Saturday, August 1, 2009

High Tech Crime Detection

by Jean Henry Mead

White collar crime is on the rise and made easier through the internet. Few people are now taken in by Nigerian email promising millions of dollars if only you will help them transfer money to the U.S.

But phishing is a relatively new crime that involves criminals who send email requesting the recipient’s passwords and account numbers for various bank accounts and other financial institutions. It may be a fraudulent credit card offer or various merchandise with a legitimate appearing logo implanted in the email. However, the links they provide go directly to the crooks' computers. If the unsuspecting victim provides a credit card number or checking account number, within hours large purchases will no doubt be charged to the account. And the victim will spend years trying to clear his corrupted credit.

Highly trained investigators are taught the laws of search and seizure and are well acquainted with computer fraud. They know how data is stored and how to recover deleted files, examine hard drives, break passwords, detect computer viruses and how to discover devises that can destroy a computer's inner workings, according to Lee Lofland in his book Police Procedure and Investigation.

Cyber criminals have devised ways to prevent investigators from discovering their illegal activities by drilling holes in their hard drives or smashing them with sledge hammers. They’ve also submerged the hard drives in acid, the only effective way to destroy the data. Forensic computers are normally used to scan computers seized in raids on illegal operations and the hardware write blocker or HWD is a necessary tool in high-tech crime detection. The forensic computer operates by extracting information from the criminal’s computer and storing it for future investigation and evidence collection.

Lofland says the ”HWD functions much like the foot valve in a water line that’s connected to a pump and well system. The valve opens when the pump (HWD) pulls water (information) toward a house (forensic computer) but closes tightly when the pumping stops so the leftover water in the lines can’t return to the well (suspect’s computer). The one-way action of the HWD is designed to prevent cross-contamination of evidence."

It also prevents any evidence of the HWD probe in the suspect’s computer, which an attorney could use as defense. Lofland added: “It could be compared to planting evidence, such as a bloody knife or glove at a homicide scene.”

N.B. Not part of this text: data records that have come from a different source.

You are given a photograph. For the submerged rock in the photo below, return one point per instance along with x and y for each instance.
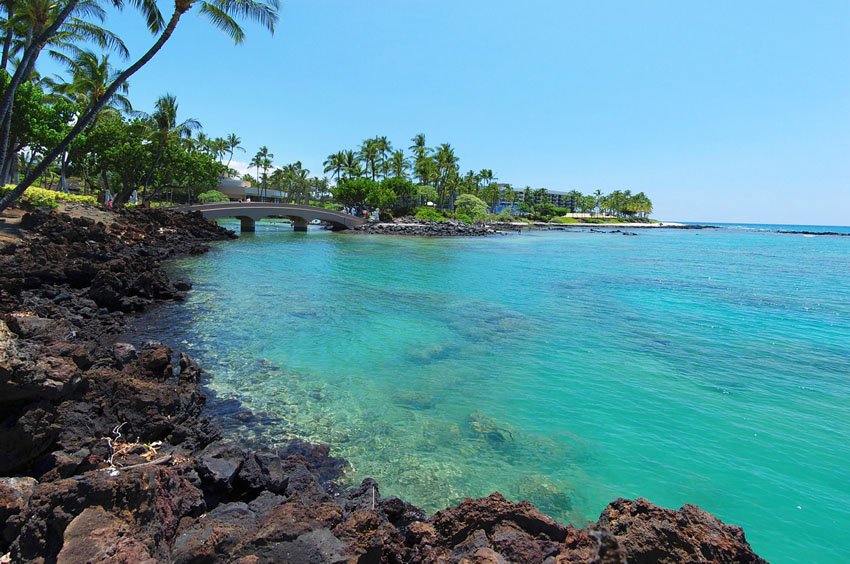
(116, 461)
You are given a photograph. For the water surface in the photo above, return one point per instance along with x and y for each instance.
(567, 368)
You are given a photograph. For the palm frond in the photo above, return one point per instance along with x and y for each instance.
(153, 17)
(102, 37)
(89, 9)
(223, 21)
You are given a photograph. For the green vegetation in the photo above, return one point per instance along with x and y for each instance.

F. M. Meredith, author said...

I get so many of those people wanting to send me money or telling me my account needs tending etc. I worry about the more gullible people on line who make think all this stuff is for real.


Lee Lofland said...

Thanks for mentioning my book. You can also find out more about high-tech crimes on my blog, The Graveyard Shift. Sergeant Josh Moulin, the commander of the Oregon High-Tech Crimes Task Force, is a regular contributor to the site and he's very writer-friendly. He'd be more than happy to answer your questions.

Here's the link to one of Josh's posts. It's called Handling Digital Evidence.

Ben Small said...

Jean, I learned something new today, thanks to you. Great article!

Morgan Mandel said...

It's a different world we live in now, that's for sure. People have to worry about crooks breaking into computers now besides breaking into homes. Then the other day, Marilyn Meredith was posting about bears climbing into houses through windows.